For example, the LIME system generates explanations of a prediction by identifying the most important features that contributed to a classification. It does this in a smart ay that works for any learning algorithm. In an example, the classification of an image of a tree frog turns out to hinge on the two red eyes of the frog. Alternative, but less likely classifications given by the system are a pool table with two red billiard balls and of two red balloons.
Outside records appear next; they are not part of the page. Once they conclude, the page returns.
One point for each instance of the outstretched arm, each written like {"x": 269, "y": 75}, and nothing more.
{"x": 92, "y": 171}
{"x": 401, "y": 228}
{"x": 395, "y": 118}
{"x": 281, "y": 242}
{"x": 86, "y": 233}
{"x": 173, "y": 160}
This information makes the prediction of the system easier to understand for the user — and also removes the magic from machine intelligence.
To see how useful this is, consider a system that predicted that people without fixed telephone lines are less likely to turn up at court. This was a relic from the days when there was no mobile telephony, but decision makers still used this prediction. Had they known which factor explained this prediction, they would have made different decisions.
(7) Explanation of the underlying mechanism
A correlation found among variables in a data set may indicate an underlying mechanism. Or it may be a meaningless coincidence present in the training set.
For example, if a prediction machine diagnoses a likely flu when a patient has headache, fever and sneezes, a physician who uses this machine knows that there is a biological mechanism that leads from the flu to these symptoms. This increases trust in the prediction.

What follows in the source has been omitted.